In the Arnesh Kumar v State of Bihar, a wife had alleged that her father in-law and mother-in law had demanded Rs 8 lakhs, a car, an air conditioner etc. in the form of dowry. When her family failed to pay this, she was threatened by her husband for second marriage and drove her out of the house. The Supreme Court however observed that there were several frivolous complaints lodged by women to falsely implicate their in-laws and thus laid down a checklist of nine criteria which must be complied with before arresting a person under Section 498A of IPC.

2017 Judgement

In the recent Rajesh Sharma and Ors. v State of UP case also, a woman had complained of dowry demand by her in-laws subsequent to which she was dropped at her matrimonial home when she was pregnant. She had to go through trauma and had a miscarriage followed by her in-laws taking away her stridhan. The Court in this case gave further stringent criteria for determination of case under Section 498A.

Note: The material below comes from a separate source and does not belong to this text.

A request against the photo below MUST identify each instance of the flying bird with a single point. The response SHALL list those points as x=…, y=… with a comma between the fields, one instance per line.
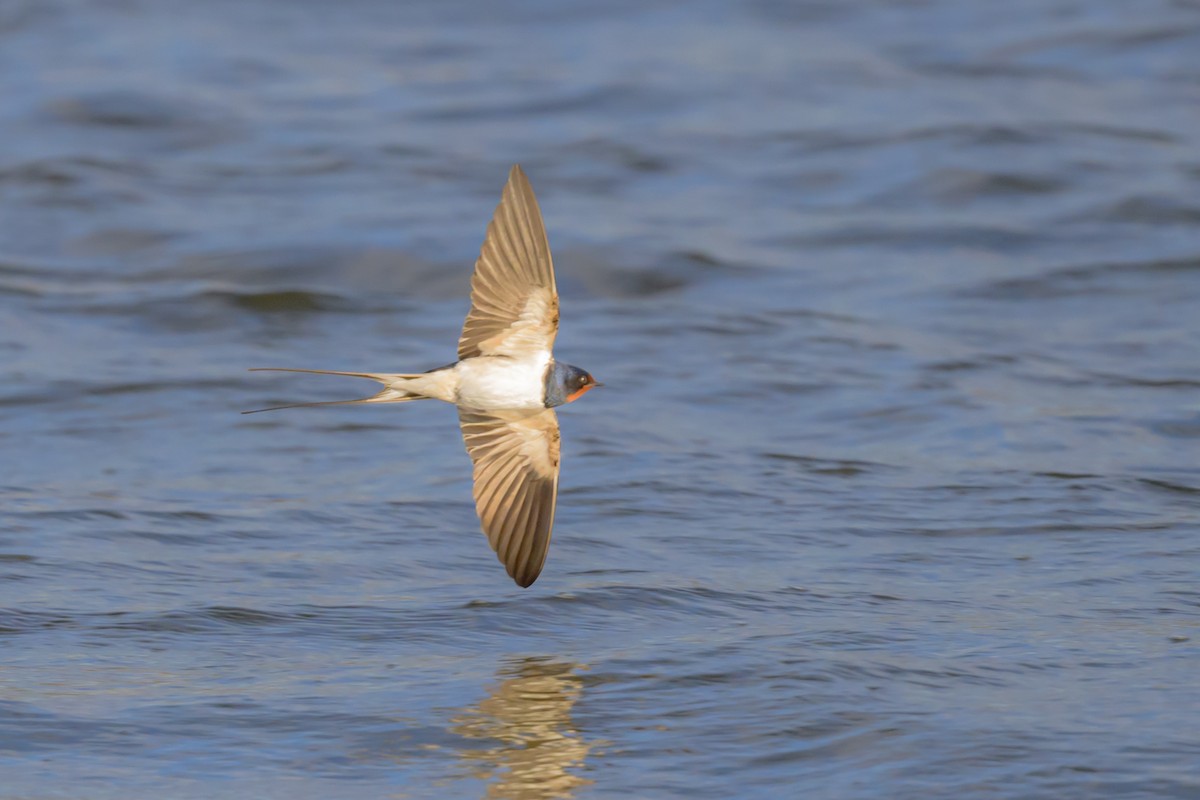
x=505, y=383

  • It mandates the setting up of a family welfare committee in every district for scrutinizing the dowry harassment cases.
  • The members of this committee shall be social workers or persons interested in the subject.

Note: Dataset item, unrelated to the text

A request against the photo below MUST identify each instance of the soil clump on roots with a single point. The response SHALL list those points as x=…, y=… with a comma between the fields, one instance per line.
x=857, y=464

  • The members shall be paid an honorarium.
  • The police has to look into the recommendations of these committees before making any arrests.

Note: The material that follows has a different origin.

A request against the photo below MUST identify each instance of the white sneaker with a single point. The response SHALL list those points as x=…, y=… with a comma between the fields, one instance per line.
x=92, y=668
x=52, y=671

While some groups consider these judgements as a positive move towards preventing false implications using the Section 498A route, it has raised serious concerns among the women activists groups. The judgements have been accused of promoting the patriarchal viewpoint of the society, ignoring the sentiments of the victims. There are claims that no legislations has drawn in so much controversies in India’s history since independence like the Section 498A. The purpose of the provision to provide relief to the women facing harassment in their matrimonial homes including dowry deaths or cruelty has been overlooked. The Court drawing conclusion from the 2012 data that since 47,951 women have been arrested, observed that the complaints were trivial or frivolous. But the true picture is that only issues found worthy of charge sheeting by the police are recorded. The slow judicial process has also forced many women to go for settlement than justice. Comparison has also been drawn with laws like that of penalizing dishonor of cheques. These groups have raised the question that while the misuse of these laws is not given that due attention, laws relating to the offences that empower women always cause huge debate and consequently loopholes in them are identified. The focus here is thus mainly the accused and not the women who may genuinely seek relief from the court. In this way, the court has overlooked the main objective of a penal provision to give full protection to the victim while reviewing it. The provision has not been able to control dowry deaths which have been at the rate of 20 per day from 2012 to 2014. Thus, the judgements in this manner have eroded the interests of the large groups of women and taken a step back in the achievement of gender equality.